Breaking through 30 years of cultural seclusion, the artists,
working almost from scratch, created a parallel and alternative
contemporary art history to the West. In five years, thousands of
artists all over the country spontaneously formed collectives,
instigated debate, and organized hundreds of experimental
exhibitions.
Marianne Brouwer, a curator and writer from the Netherlands,
says many Westerners had believed that contemporary art only
existed in the West, but Chinese artists had been working hard for
the recognition of Chinese contemporary art and trying to
"legitimize" it domestically.
"Chinese people should let the world know that the country with
a long history of civilization boasts not only classical, but also
contemporary art, the peer of the Western contemporary form," says
critic Zhou Yan.
Some critics say the 85 Movement took just five years to imitate
the hundred years of history of Western contemporary art, and
should not be claimed as the start of Chinese contemporary art, but
Zhou says it enriched China's art scene through both Western and
classical Chinese expression and elements. "That is one of the
contributions of Chinese artists to the world art scene."
LOOKING BACK, MOVING FORWAD
"Twenty years on, looking back on the era could give us a
perspective on rethinking the meaning of art," Fei says, adding he
often recalls the passionately idealistic spirit at the time when
artists created for art's sake and not for money.
Artist Gu Dexin has said in 1989 that he believed, "Chinese
artists had everything that was the best in the world, except money
and large studios." However, critic Wang Mingxian has pointed out a
sharp difference between now and then: "Chinese artists nowadays
have nothing except money and big studios."
"The market prices of Chinese contemporary art soar
dramatically, but not for the sake of art," critic Gao Minglu says,
voicing disappointment that the market had become an incentive for
the development of Chinese contemporary art, but not artistic or
academic aptitude.
"Many artists of the 85 Movement continue their artistic
explorations, but some artists have lost their artistic reason,"
Gao says.
Many documentary materials, manuscripts, letters, sketches,
photos and rare videos are made public for the first time at the
exhibition. An album of more than 4,000 pages recording artists'
stories and works has been published for the exhibition to explain
the period.
The '85 Movement apparently fizzled out in the early 1990s when
China's economy began to take off, and the heritage of the period
was "sealed up", says critic Huang Zhuan, of the Guangzhou Academy
of Arts in the south.
"We want to cure the amnesia of Chinese art circles," Fei says,
adding the UCCA exhibition will show contemporary artists,
especially young, emerging artists, that their value is so immense
that they should continue their pursuit, but not to reduce
themselves to mere "interior decorators."

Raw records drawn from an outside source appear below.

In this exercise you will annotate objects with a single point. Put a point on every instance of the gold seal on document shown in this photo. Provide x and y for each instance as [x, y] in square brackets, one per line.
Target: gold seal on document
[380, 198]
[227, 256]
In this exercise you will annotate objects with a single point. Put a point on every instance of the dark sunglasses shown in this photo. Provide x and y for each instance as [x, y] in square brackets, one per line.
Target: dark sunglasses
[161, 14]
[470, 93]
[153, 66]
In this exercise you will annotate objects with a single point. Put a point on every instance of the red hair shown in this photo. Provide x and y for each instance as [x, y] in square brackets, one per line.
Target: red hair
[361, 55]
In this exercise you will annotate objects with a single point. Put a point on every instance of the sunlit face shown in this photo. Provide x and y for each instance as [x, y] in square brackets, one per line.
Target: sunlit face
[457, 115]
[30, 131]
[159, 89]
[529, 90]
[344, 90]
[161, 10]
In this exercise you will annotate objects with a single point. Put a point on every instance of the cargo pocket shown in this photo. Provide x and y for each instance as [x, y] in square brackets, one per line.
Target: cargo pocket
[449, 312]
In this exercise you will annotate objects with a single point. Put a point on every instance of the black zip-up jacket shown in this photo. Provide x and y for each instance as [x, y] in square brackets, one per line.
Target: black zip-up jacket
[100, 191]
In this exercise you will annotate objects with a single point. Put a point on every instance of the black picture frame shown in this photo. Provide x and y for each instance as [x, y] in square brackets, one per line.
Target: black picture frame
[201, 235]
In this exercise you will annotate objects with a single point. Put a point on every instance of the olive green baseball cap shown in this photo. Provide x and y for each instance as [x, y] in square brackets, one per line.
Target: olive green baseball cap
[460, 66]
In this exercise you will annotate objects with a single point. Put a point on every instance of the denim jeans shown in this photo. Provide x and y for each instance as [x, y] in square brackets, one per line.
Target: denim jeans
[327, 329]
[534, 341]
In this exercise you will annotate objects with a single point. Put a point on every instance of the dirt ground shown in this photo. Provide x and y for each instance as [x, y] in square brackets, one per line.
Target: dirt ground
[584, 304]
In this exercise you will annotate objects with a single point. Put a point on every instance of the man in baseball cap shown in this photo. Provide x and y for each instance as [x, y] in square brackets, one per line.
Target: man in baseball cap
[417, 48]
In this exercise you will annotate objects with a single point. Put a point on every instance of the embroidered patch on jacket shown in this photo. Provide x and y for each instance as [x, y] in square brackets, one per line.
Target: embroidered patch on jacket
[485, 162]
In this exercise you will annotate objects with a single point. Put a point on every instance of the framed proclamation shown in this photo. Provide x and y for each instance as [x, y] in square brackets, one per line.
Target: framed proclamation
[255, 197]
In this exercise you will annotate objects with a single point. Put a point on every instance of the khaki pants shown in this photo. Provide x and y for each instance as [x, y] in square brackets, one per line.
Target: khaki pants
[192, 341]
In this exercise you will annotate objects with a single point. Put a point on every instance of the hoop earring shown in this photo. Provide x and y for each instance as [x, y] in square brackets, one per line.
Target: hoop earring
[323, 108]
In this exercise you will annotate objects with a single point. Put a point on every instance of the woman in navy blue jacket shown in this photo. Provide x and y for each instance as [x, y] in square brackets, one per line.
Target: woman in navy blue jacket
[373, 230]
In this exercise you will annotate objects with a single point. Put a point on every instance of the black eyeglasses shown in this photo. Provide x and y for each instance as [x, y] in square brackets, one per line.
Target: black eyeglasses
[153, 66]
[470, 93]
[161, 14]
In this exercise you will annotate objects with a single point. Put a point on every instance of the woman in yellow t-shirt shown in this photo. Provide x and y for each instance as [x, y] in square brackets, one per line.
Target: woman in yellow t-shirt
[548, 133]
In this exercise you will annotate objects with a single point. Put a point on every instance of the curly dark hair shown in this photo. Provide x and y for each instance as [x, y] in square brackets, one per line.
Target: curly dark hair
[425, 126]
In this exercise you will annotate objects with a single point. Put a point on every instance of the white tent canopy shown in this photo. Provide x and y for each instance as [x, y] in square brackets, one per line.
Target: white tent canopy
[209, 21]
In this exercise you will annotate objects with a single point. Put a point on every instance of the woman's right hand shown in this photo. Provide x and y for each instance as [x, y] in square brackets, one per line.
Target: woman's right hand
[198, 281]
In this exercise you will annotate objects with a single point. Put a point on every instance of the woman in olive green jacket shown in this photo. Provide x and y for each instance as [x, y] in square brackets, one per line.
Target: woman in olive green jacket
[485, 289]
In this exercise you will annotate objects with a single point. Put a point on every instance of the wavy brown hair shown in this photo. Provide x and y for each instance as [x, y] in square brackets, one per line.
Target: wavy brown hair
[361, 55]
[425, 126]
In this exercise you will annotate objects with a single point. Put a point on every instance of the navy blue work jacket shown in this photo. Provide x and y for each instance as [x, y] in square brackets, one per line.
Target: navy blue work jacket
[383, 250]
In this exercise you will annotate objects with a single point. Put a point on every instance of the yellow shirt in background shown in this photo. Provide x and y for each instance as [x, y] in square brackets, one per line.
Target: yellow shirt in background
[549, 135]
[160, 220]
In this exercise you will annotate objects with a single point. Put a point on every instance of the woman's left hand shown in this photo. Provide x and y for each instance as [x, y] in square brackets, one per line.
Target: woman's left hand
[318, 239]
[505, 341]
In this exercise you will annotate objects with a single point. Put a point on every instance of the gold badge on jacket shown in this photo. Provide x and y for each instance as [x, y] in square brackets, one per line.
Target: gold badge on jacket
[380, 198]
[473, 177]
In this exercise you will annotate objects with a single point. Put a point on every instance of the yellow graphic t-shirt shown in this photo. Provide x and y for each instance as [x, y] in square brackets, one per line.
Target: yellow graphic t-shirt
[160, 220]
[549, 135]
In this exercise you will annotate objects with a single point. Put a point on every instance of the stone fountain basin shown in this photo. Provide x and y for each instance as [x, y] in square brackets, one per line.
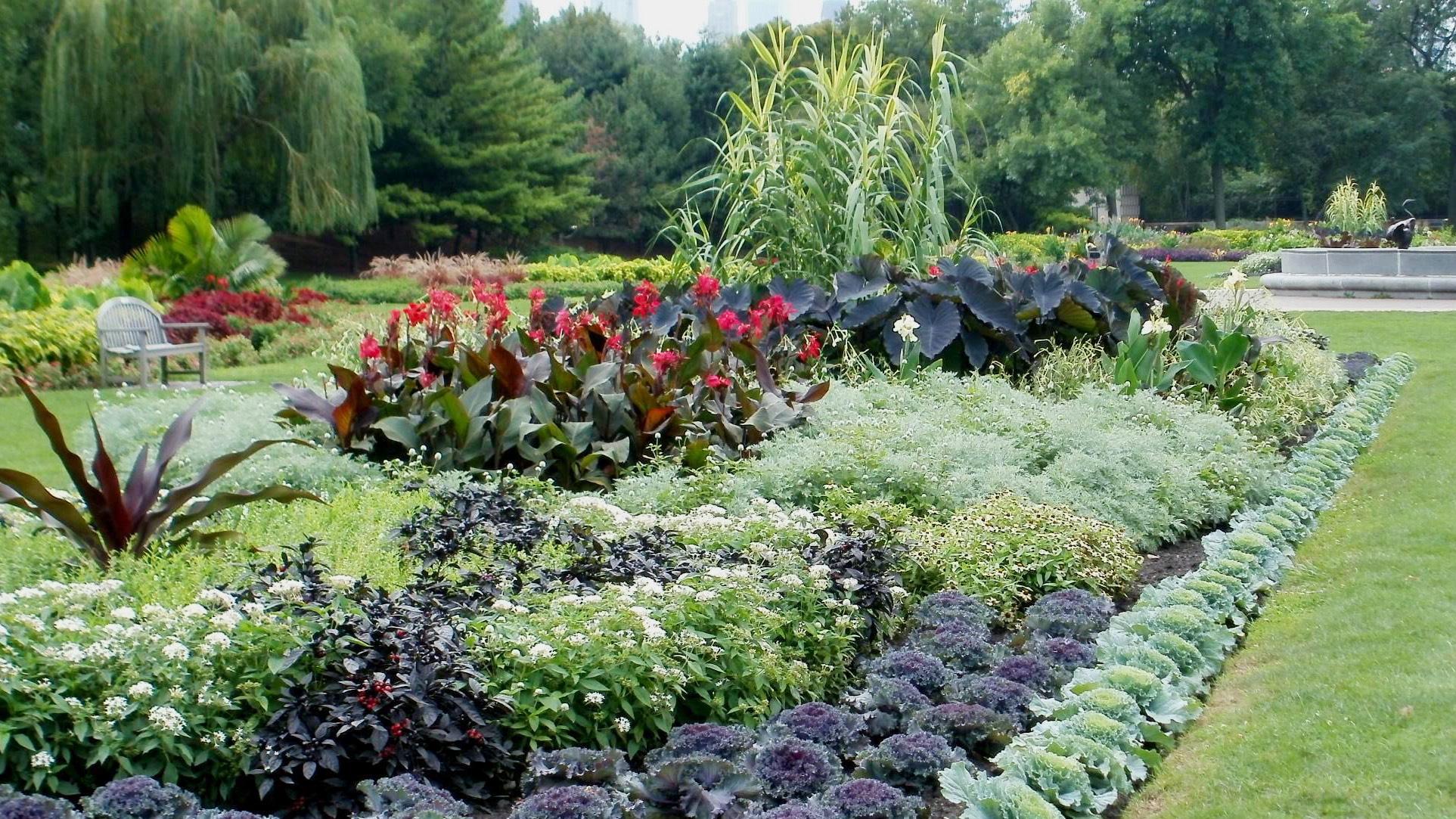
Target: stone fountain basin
[1420, 272]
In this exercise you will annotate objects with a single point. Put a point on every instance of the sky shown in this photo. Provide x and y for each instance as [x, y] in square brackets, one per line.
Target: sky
[680, 19]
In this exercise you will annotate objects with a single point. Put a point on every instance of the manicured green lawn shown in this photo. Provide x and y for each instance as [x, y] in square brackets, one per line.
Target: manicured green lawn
[25, 448]
[1341, 703]
[1209, 274]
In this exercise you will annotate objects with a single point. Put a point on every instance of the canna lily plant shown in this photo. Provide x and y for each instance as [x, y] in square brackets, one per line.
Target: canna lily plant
[124, 518]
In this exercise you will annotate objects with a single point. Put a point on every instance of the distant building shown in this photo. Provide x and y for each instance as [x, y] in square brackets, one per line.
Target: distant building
[1125, 204]
[724, 19]
[759, 12]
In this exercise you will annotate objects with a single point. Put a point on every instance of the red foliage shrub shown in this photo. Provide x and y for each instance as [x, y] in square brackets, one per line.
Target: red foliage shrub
[228, 313]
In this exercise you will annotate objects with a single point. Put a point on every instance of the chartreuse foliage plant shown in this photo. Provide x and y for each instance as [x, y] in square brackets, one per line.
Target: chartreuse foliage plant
[834, 153]
[1104, 731]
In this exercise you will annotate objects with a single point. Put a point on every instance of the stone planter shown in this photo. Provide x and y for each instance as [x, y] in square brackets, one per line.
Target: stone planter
[1421, 272]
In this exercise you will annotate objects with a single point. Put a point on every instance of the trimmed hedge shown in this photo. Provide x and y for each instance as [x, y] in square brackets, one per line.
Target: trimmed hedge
[1113, 722]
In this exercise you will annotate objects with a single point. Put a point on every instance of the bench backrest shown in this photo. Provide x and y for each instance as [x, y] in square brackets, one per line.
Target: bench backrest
[127, 322]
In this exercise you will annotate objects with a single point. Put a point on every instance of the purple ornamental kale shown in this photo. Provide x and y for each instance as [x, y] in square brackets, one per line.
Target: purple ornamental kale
[870, 799]
[909, 760]
[574, 767]
[917, 668]
[823, 724]
[17, 806]
[573, 802]
[407, 796]
[727, 743]
[1065, 653]
[140, 798]
[964, 724]
[952, 607]
[886, 703]
[961, 647]
[796, 811]
[794, 768]
[1069, 613]
[1029, 669]
[996, 693]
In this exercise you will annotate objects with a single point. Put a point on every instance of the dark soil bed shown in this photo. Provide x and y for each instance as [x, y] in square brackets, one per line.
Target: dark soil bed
[1172, 560]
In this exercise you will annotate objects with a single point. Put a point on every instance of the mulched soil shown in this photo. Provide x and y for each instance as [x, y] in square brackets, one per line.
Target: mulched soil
[1172, 560]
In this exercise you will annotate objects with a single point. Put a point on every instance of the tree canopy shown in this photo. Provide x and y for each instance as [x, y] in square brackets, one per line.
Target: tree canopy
[149, 104]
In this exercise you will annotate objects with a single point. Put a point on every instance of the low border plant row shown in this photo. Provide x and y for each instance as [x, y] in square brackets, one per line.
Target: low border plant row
[1114, 721]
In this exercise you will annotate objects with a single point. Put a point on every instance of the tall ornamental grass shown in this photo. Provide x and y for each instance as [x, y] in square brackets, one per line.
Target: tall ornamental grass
[830, 154]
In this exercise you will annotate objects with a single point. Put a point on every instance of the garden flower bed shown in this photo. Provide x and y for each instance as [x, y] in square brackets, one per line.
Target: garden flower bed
[558, 576]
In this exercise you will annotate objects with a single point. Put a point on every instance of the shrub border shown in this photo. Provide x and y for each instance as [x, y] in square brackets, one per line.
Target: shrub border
[1204, 610]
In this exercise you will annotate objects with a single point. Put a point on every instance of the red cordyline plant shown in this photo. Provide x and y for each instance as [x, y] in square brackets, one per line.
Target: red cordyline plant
[574, 393]
[116, 518]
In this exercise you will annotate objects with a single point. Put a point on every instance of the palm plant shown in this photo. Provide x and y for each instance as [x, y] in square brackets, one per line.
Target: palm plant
[827, 157]
[116, 518]
[194, 247]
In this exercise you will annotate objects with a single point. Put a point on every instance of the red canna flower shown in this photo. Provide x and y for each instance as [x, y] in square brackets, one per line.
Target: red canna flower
[730, 322]
[706, 290]
[368, 348]
[666, 360]
[645, 300]
[443, 302]
[563, 324]
[813, 348]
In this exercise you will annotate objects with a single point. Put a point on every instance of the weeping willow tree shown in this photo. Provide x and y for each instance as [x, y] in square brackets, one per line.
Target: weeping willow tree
[830, 156]
[245, 104]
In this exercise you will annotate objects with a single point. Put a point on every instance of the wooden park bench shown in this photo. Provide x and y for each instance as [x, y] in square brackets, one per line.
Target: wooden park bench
[130, 327]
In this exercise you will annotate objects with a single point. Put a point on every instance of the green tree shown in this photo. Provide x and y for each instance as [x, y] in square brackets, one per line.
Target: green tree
[638, 118]
[22, 163]
[1350, 115]
[1423, 34]
[1032, 135]
[1221, 66]
[480, 143]
[908, 25]
[152, 104]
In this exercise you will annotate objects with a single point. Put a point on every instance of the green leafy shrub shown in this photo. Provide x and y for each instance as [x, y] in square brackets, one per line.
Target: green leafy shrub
[1009, 552]
[231, 420]
[53, 335]
[195, 249]
[22, 288]
[1260, 264]
[141, 688]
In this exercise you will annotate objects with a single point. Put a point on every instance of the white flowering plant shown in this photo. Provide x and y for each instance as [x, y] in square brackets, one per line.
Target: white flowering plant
[619, 666]
[94, 685]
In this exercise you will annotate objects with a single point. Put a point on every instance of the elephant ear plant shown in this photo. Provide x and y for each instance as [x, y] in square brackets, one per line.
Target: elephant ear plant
[116, 518]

Fei, in 1999 awarded the French Ministry of Culture's Chevalier
medal of honor in arts and literature, currently holds a jurist
position on the United Nations' Literature, Science and Arts
Foundation.
He says the reason the movement was forgotten so quickly was its
"heavy idealism" and "missionary zeal", and the aim of the
exhibition is to observe the movement from a distance and leave
room for viewers to use their own assessments to further understand
what is happening in Chinese art today.